The real estate sector and the building industry have grown, but the housing situation has worsened, mainly in large cities and at the expense of the younger generation and of newly-formed families which have had to look for homes in a rigid real estate market subject to strong speculative pressure. The current housing crisis in Spain has basically resulted in newly-formed families being kept out of the real state market because they are unable to pay the prices for homes. Housing costs throughout Spain are estimated to have risen 67% between 1987 and 1990, while family incomes during the period, according to the Survey of Family Budgets, rose less than 28%. The differential between housing costs and family incomes widened much more sharply in the large cities. The crisis led to youths becoming economically emancipated from their parents at a later age during the eighties. By 1991, they were becoming emancipated after they turned 27. The average age at which youths get married also rose in Spain over the 1980-87 period, from 24.9 to 26.3. The tragicomedy of securing a "little flat" in order to be able to marry is still a feature of courtship in Spain in the nineties. The paradoxical fact, which shows the basically speculative nature of investment in housing in recent years, is that despite the housing crisis the number of unoccupied dwellings in Spain has increased to 15.8% of the total in 1991. Added to the number of second homes, which are 15.4% of the total, this brings the total number of homes in the country which are not used as main homes to 31% in 1991.

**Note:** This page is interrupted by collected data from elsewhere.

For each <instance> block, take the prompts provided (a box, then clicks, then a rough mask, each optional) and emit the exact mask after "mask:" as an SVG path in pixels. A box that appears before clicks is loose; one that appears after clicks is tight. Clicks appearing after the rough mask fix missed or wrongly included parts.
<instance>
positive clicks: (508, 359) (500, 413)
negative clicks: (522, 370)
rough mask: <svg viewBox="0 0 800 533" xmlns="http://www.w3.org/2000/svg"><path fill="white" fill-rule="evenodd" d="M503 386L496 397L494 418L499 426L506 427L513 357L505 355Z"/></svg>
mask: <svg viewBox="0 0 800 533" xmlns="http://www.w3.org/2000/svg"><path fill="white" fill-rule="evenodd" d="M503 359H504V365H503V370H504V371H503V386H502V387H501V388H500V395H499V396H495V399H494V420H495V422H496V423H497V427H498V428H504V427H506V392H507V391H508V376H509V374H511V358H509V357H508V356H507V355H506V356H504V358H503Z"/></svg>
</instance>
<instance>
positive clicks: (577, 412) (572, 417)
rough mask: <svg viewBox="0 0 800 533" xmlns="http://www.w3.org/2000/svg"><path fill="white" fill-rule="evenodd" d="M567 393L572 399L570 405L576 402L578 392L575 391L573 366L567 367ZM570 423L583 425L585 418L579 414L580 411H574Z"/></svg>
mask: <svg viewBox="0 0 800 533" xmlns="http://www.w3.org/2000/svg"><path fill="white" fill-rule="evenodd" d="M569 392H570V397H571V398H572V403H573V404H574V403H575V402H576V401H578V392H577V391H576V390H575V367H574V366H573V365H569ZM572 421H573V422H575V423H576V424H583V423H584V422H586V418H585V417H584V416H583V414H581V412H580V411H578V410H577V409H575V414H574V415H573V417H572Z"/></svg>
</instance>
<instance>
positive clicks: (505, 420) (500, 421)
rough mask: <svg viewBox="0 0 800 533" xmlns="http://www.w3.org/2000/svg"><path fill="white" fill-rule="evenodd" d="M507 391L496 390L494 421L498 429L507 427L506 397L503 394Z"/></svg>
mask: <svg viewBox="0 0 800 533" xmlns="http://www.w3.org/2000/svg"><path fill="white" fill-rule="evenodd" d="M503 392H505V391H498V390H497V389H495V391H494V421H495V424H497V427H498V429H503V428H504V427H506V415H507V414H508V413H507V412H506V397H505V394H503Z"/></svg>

The Socialist Party and the Government responded to the criticism during the period before the municipal elections of 1991, undertaking to embark on a new housing policy aimed at providing homes within a term of four years (1991 to 1995) for 460,000 families at prices or rents that they could afford, and to revise the Rental Act in order to improve the comparatively insecure situation in which lessees have been placed. To be able to fulfil these promises, the Government has to revise the existing financial arrangements and tax benefits, and must substantially step up public-sector spending on housing, which currently stands at between 0.7 and 0.9 of GDP (according to various estimated), the lowest level in the European Community.